President Woodrow Wilson had recently reached international stardom. In his January 8, 1918, address to Congress, President Woodrow Wilson proposed a 14-point program for world peace. It would later be a reference at the Paris Peace talks and a precursor to his Noble Peace Prize and the formation of the League of Nations. 

The Fifth point of the 14-Point Plan was “A free, open-minded, and absolutely impartial adjustment of all colonial claims, based upon a strict observance of the principle that in determining all such questions of sovereignty, the interests of the populations concerned must have equal weight with the equitable claims of the government whose title is to be determined.”

The Wilson administration, Secretary of State Robert Lansing, his staff, and Colonel House, his personal adviser, were better informed about the demographic realities of Palestine. Both men expressed misgivings about Zionism. By the time of the Paris Peace Conference, both argued against it because “a Jewish homeland implied the rejection of Wilsonian self-determination concerning Arabs.”

One would conclude that Wilson would oppose a colonial settler project in Palestine. However, Wilson was indebted to a cabal of Jewish Zionists that helped him get elected. The prestigious list included financier Jacob H. Schiff, philanthropist Nathan Straus, Bernard Baruch, Samuel Untermeyer, Rabbi Stephen Wise, and Ambassador Henry Morgenthau, a former U.S. ambassador to the Ottoman Empire. (1913-1916) 

Woodrow Wilson – It’s Slipping In

Wilson frequently consulted with attorney and U.S. Supreme Court Justice Louis Brandeis. In a letter to Wilson, Brandeis urged expanding boundaries for a new state of Israel. Brandeis persuaded, “Less than this would produce mutilation of the promised homeland. Neither in this country nor in Paris has there been any opposition to the Zionist program? The Balfour Declaration, which you made possible, was a public promise. I venture to suggest that it may be given to you, at this time, to move the statesman of Christian nations to keep this solemn promise to Israel. Your word to Millerand (France) and Lloyd George (Great Britain) at this hour may be decisive.”
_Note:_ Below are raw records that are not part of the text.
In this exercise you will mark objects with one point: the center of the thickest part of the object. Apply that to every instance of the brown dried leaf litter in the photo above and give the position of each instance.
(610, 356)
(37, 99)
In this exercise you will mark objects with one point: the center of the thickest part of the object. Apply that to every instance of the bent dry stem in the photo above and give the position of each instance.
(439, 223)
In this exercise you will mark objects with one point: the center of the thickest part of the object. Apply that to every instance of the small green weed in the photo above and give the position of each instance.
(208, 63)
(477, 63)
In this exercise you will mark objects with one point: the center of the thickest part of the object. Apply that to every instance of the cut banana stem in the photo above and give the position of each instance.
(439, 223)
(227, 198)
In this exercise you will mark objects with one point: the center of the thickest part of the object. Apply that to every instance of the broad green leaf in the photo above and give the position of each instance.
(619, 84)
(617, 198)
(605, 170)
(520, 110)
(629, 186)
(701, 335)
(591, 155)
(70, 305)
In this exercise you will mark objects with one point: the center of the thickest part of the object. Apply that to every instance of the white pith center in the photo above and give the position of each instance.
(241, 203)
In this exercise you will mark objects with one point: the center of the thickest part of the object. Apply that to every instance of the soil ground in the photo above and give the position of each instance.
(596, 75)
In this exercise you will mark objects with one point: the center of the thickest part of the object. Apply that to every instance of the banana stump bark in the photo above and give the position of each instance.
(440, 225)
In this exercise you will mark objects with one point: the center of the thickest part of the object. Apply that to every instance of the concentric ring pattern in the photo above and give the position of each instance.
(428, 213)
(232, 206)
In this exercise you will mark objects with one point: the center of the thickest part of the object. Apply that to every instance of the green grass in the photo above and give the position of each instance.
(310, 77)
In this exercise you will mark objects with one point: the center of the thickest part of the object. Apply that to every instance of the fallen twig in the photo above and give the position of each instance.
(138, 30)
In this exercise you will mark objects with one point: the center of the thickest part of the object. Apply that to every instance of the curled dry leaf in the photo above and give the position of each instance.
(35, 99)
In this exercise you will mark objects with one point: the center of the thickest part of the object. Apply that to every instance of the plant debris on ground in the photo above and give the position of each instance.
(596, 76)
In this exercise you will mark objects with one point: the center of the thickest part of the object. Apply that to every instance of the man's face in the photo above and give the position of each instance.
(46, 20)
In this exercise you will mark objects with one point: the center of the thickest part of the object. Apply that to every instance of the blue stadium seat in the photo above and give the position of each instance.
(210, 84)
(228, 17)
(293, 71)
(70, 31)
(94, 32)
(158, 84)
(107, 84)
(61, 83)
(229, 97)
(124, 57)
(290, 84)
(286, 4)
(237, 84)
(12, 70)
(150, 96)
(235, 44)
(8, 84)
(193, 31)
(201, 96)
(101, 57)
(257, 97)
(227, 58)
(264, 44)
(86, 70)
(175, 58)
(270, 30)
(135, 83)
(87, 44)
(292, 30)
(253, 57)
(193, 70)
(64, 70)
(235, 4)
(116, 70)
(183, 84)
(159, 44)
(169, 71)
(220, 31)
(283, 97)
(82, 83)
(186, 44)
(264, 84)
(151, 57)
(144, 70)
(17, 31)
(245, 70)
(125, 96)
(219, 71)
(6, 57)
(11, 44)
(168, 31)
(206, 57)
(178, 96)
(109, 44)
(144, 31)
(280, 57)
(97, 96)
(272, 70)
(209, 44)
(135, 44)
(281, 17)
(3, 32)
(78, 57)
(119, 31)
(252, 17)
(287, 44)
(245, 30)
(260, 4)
Irony again confronts the reality of politics. Wilson bypassed Lansing and the State Department when it came to a decision on the Balfour Declaration, and the president ignored the cautionary advice of Colonel House. The contradiction between Zionist goals and the Wilson rule of self-determination was ignored. Wilson would turn to religious idealism to justify granting the Zionists an exemption from the rule. Wilson saw a European-born movement claiming validity from Old Testament history as a higher priority than twelve centuries of Arab culture and history.
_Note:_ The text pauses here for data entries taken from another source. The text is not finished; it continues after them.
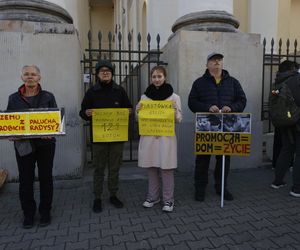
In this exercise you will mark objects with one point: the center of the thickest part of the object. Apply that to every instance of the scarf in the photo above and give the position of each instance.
(162, 93)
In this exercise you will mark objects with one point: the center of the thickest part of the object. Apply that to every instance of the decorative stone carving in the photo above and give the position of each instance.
(33, 10)
(210, 20)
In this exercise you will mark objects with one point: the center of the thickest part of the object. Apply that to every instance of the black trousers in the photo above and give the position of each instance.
(201, 171)
(42, 157)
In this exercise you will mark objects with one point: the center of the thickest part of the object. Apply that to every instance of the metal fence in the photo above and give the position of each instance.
(271, 60)
(133, 58)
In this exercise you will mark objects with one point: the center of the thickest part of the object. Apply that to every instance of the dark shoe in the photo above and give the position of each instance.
(294, 193)
(28, 222)
(200, 196)
(277, 185)
(45, 220)
(227, 195)
(97, 207)
(116, 202)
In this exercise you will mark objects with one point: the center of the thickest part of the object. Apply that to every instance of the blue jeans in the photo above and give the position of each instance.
(201, 172)
(43, 157)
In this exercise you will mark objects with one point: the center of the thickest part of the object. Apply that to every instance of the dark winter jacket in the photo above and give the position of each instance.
(292, 79)
(43, 99)
(100, 95)
(206, 93)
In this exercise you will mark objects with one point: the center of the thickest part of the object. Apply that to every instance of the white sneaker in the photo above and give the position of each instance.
(168, 206)
(149, 203)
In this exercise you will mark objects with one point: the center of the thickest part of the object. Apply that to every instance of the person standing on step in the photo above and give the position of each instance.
(216, 91)
(106, 93)
(159, 153)
(34, 151)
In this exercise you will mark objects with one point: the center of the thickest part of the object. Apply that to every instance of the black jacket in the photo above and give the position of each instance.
(104, 96)
(292, 79)
(206, 93)
(43, 99)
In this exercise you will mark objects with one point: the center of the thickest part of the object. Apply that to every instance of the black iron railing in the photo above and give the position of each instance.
(132, 66)
(271, 61)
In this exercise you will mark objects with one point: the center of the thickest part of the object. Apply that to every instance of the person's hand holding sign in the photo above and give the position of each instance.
(89, 112)
(226, 109)
(214, 109)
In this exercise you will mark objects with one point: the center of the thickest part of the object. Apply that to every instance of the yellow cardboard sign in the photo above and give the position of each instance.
(30, 123)
(210, 143)
(110, 124)
(156, 118)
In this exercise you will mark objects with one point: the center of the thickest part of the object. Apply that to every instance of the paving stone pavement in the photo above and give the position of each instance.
(258, 218)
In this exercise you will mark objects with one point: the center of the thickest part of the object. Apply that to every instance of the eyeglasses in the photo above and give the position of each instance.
(105, 71)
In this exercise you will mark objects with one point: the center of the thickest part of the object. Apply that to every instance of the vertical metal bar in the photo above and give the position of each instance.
(120, 56)
(158, 52)
(109, 45)
(279, 50)
(90, 57)
(130, 75)
(287, 49)
(139, 92)
(100, 45)
(295, 50)
(271, 74)
(149, 56)
(263, 79)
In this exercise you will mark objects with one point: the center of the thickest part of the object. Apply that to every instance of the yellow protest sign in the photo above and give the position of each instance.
(223, 134)
(30, 123)
(210, 143)
(110, 124)
(156, 118)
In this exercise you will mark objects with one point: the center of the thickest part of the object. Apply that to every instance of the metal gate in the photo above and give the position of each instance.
(132, 66)
(271, 60)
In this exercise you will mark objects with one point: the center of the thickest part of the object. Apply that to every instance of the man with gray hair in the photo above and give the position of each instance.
(216, 92)
(30, 152)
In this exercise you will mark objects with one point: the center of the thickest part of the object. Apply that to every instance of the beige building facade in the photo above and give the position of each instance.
(269, 18)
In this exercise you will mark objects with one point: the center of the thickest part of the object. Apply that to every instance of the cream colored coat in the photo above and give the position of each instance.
(159, 151)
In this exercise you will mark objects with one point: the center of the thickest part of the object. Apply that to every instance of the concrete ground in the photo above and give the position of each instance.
(258, 218)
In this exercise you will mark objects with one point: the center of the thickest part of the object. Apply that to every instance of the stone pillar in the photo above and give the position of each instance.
(41, 33)
(162, 9)
(195, 36)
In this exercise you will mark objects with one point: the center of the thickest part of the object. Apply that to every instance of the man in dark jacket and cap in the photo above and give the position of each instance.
(216, 91)
(105, 94)
(290, 136)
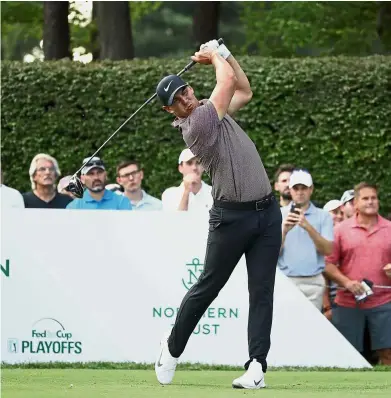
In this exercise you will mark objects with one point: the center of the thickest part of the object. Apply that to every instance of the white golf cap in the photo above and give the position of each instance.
(185, 156)
(347, 196)
(332, 205)
(300, 177)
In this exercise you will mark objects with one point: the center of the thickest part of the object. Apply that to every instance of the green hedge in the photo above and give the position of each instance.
(329, 115)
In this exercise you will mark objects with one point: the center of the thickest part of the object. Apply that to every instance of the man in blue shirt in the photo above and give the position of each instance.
(96, 197)
(130, 176)
(307, 236)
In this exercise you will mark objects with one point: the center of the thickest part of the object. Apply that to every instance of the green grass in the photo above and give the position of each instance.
(92, 383)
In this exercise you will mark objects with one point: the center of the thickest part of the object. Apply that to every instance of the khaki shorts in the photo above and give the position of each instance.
(351, 324)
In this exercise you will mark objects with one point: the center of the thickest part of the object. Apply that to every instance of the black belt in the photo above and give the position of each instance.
(257, 205)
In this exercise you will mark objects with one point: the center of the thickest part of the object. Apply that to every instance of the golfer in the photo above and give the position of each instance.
(245, 217)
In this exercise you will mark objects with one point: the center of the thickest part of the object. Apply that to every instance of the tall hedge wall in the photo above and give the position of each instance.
(329, 115)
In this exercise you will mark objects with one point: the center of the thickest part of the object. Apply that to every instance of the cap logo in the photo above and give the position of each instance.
(166, 88)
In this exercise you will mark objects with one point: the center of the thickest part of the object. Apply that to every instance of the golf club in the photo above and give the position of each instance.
(75, 185)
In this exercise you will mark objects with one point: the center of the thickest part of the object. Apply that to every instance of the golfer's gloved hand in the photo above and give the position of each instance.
(214, 45)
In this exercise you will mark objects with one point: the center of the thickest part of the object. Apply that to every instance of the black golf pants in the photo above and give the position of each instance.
(232, 233)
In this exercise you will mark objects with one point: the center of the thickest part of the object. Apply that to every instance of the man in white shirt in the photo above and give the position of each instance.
(10, 197)
(193, 194)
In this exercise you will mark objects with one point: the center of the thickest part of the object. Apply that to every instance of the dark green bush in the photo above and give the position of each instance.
(330, 115)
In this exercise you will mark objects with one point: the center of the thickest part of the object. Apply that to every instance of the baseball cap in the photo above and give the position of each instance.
(185, 156)
(332, 205)
(300, 177)
(94, 162)
(167, 88)
(347, 196)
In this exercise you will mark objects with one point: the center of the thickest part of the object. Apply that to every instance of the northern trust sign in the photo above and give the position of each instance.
(211, 320)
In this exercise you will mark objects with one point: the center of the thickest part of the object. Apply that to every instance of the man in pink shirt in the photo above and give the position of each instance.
(362, 250)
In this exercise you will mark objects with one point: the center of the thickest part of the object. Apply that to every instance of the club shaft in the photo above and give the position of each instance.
(118, 129)
(185, 69)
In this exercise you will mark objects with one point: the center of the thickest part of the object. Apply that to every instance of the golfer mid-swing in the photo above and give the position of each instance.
(245, 217)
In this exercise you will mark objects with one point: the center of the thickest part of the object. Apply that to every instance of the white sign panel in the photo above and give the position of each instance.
(106, 286)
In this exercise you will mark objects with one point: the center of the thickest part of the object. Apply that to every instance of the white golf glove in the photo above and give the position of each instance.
(214, 45)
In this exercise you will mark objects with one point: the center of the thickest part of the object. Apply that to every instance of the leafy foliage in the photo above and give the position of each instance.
(329, 115)
(312, 28)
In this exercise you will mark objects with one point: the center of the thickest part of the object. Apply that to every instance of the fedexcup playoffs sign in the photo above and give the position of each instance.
(47, 336)
(115, 292)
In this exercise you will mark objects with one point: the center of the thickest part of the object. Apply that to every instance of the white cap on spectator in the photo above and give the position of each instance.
(185, 156)
(332, 205)
(300, 177)
(63, 183)
(95, 162)
(347, 196)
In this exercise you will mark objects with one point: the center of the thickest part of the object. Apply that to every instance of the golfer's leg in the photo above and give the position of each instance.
(261, 259)
(224, 250)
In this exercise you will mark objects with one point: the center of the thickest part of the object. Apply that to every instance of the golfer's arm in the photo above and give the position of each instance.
(284, 233)
(332, 272)
(184, 203)
(226, 82)
(243, 93)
Henry Morgenthau summed up the prevailing attitude in America, “Christians everywhere will rejoice that the Holy Land, so well-known to them through both the Old and New Testaments, has been restored to the civilized world.”

The Camel Is In The Tent

The seduction of Woodrow Wilson was the final conquest needed by the Zionists. Thus, the borders of Israel became a reality. The politicizing and empowering of a statement in an official British Government letter in support of “a National Home for the Jewish people” to the creation of the State of Israel was quite a jump. How the truth becomes mutated is essential to understanding the power that the Zionist Camel holds.

This Zionist Camel formula has proven successful over the years. It is a blend of half-truths mixed with claims of anti-semitism (actual or created) garnished of lobbying, bullying, and financial rewards. Then victimhood is sprinkled over this formula to enable the chosen State of Israel to be levitated to a height above the law. 

Balfour was a victim of the Zionist Camel, followed by Wilson and US citizens. At the 1919 Paris Peace talks, Zionism was a powerful force that established a stranglehold on world history. What followed was a series of tragic setbacks to Palestinian sovereignty. Including the formation of the League of Nations, the British Mandate of Palestine, the United Nations Resolution 181, the 1967 Six-Day War, the Israeli occupation of the West Bank and Gaza, and the 2023 Genocide of Palestinians in Gaza. Will it end?

The Camel is well entrenched in the Washington big top. Are there any camel herders capable of removing it? I fear not!